Disclaimer: This is part of my notes on AI research papers. I do this to learn and communicate what I understand. Feel free to comment if you have any suggestion, that would be very much appreciated.

The following post is a summary of the paper Denoising Diffusion Probabilistic Models by Jonathan Ho, Ajay Jain and Pieter Abbeel, from University of California, Berkeley. The paper was published in 2020 and is a follow up on Diffusion Probabilistic Models (DPM). Authors show that a simple reparameterization trick allows Diffusion Models to efficiently sample high quality images and close the gap with Denoising Score Matching models.

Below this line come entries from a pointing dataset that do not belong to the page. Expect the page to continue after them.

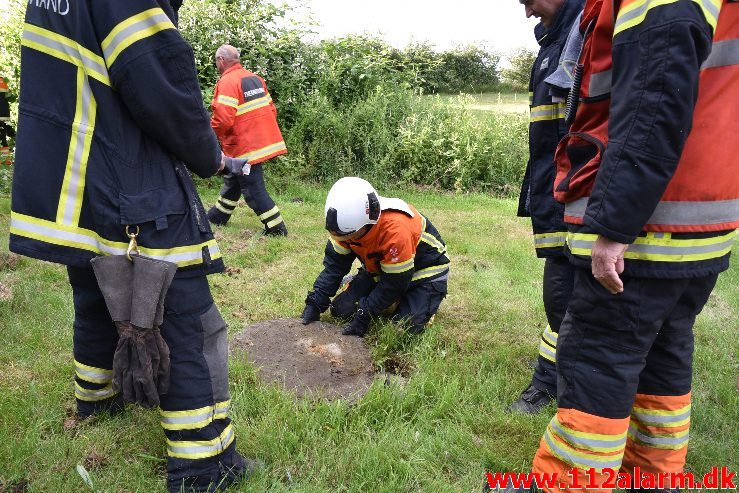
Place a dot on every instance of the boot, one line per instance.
(532, 401)
(216, 217)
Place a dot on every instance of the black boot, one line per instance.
(532, 401)
(217, 217)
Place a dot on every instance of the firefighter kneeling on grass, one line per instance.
(404, 261)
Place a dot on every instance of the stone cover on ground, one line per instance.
(312, 360)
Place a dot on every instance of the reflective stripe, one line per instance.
(581, 460)
(274, 222)
(201, 449)
(84, 239)
(83, 128)
(227, 101)
(265, 151)
(399, 267)
(92, 374)
(135, 28)
(89, 395)
(547, 112)
(194, 419)
(665, 249)
(674, 213)
(674, 441)
(430, 272)
(269, 213)
(594, 442)
(253, 105)
(662, 419)
(225, 201)
(550, 240)
(223, 209)
(600, 84)
(634, 14)
(723, 53)
(65, 49)
(546, 352)
(338, 248)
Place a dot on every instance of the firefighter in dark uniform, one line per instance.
(405, 266)
(546, 128)
(111, 123)
(651, 197)
(6, 130)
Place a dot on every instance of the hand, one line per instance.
(311, 314)
(607, 263)
(359, 324)
(233, 165)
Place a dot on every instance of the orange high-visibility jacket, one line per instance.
(630, 168)
(245, 118)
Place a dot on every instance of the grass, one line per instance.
(436, 431)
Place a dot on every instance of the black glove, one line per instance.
(359, 324)
(311, 313)
(235, 166)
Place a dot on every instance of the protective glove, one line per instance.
(311, 313)
(359, 324)
(235, 166)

As already seen in the previous post, a DPM (of Diffusion Model) is a parameterized Markov chain trained using variational inference to produce samples matching the data after a finite time. It consists of a forward trajectory that adds small perturbations to the complex data distribution until reaching a tractable distribution, and a reverse trajectory where a function learns the reverse perturbation step. Once the model is trained we obtain an approximation of the data distribution where we can sample.

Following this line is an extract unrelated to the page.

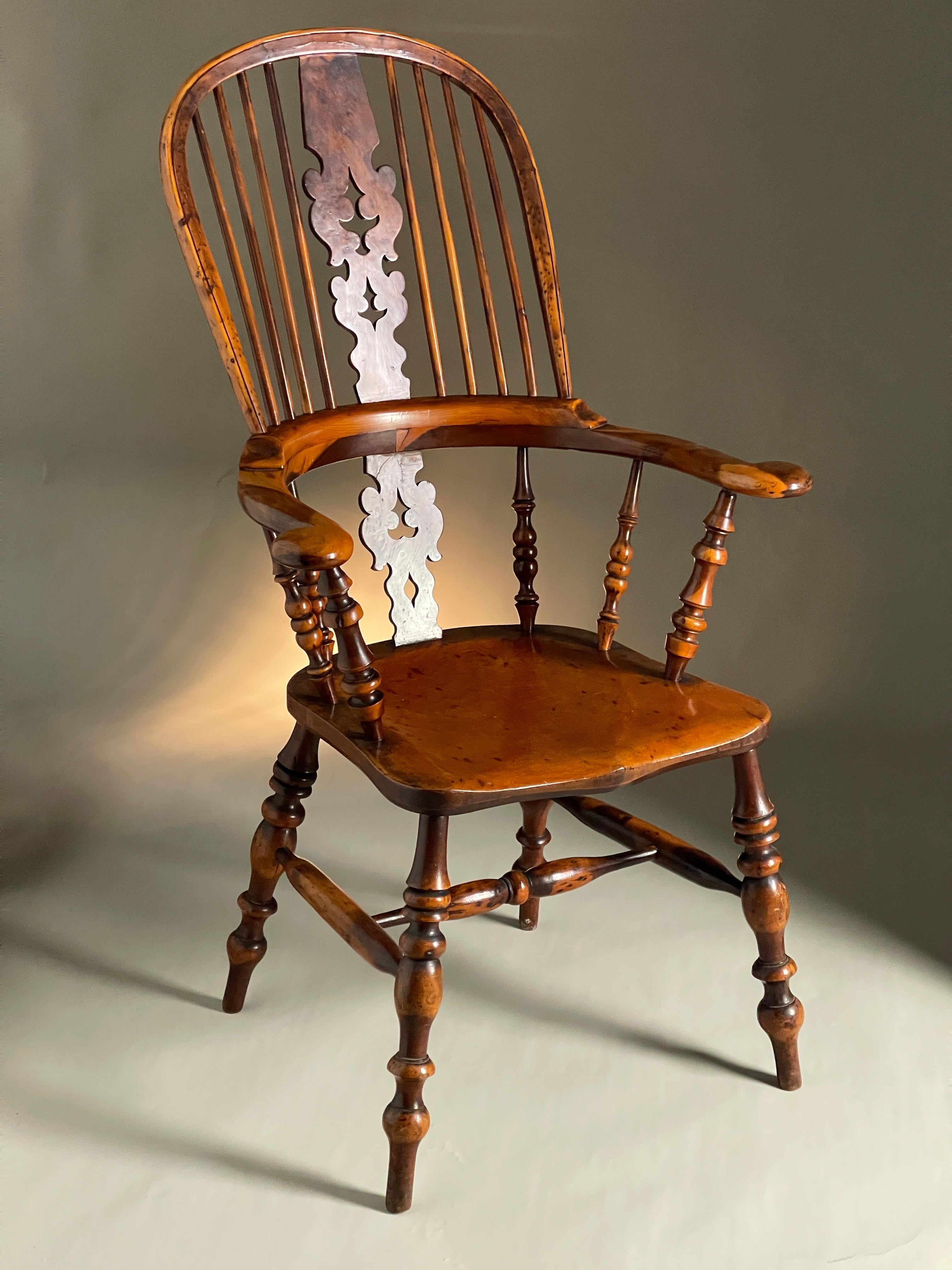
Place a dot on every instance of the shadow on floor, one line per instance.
(469, 980)
(864, 820)
(50, 1109)
(83, 962)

The method proposed by the authors is build on top of Gaussian DPM including the following modifications:

Forward trajectory

They ignore the fact that $\beta_t$ are learnable and fix them to constants. Thus, the posterior $q$ has no learnable parameters.

Reverse trajectory

In the case of the reverse distribution $p(\textbf{x}^{(t-1)} | \textbf{x}^{(t)}) = \mathcal{N}(\textbf{x}^{(t-1)};\textbf{f}_\mu(\textbf{x}^{(t)},t),\textbf{f}_\Sigma(\textbf{x}^{(t)},t))$:

  1. First, they set $\textbf{f}_\Sigma(\textbf{x}^{(t)},t)) = \sigma_t^2\textbf{I}$. Experimentally they use both $\sigma_t^2 = \beta_t$ and $\sigma_t^2 = \tilde{\beta}_t = \frac{1 - \bar{\alpha}_{t-1}}{1 - \bar{\alpha}_t} \beta_t$, with $\alpha_t := 1 - \beta_t$ and $\bar{\alpha}_t := \prod_{s=1}^t \alpha_s$.

  2. Second, they propose the reparameterization $$ \textbf{x}_{t} (\textbf{x}_{0}, \epsilon) = \sqrt{\bar{\alpha}_t} \textbf{x}_0 + \sqrt{1 - \bar{\alpha}_{t}} \epsilon $$ where, $\epsilon \sim \mathcal{N}(\textbf{0}, \textbf{I})$. This leads to parameterizing the mean as $$ \textbf{f}_\mu(\textbf{x}^{(t)},t) = \frac{1}{\sqrt{\alpha_t}}\Big( \textbf{x}^{(ts)} - \frac{\beta_t}{\sqrt{1-\bar{\alpha}_t}} \textbf{f}_{\epsilon}(\textbf{x}^{(t)}, t) \Big). $$

With these, each of the summands of the bound of the log likelihood can be simplified to $$ L_{\text{simple}} := \mathbb{E}_{t, \textbf{x}^{(0)}, \epsilon}\Big[ || \epsilon - \textbf{f}_{\epsilon}(\sqrt{\bar{\alpha}_t} \textbf{x}^{(0)} + \sqrt{1 - \bar{\alpha}_{t}} \epsilon, t) ||^2 \Big] $$

This resembles denoising score matching over multiple scales indexed by $t$ [3], and further simplifies the diffusion model’s variational bound.

References

[1] Ho, J., Jain, A., & Abbeel, P. (2020). Denoising Diffusion Probabilistic Models. arXiv:2006.11239.

[2] Sohl-Dickstein, J., Weiss, E. A., Maheswaranathan, N., & Ganguli, S. (2015). Deep Unsupervised Learning using Nonequilibrium Thermodynamics. arXiv:1503.03585.

[3] Song, Y., & Ermon, S. (2019). Generative Modeling by Estimating Gradients of the Data Distribution. arXiv:1907.05600.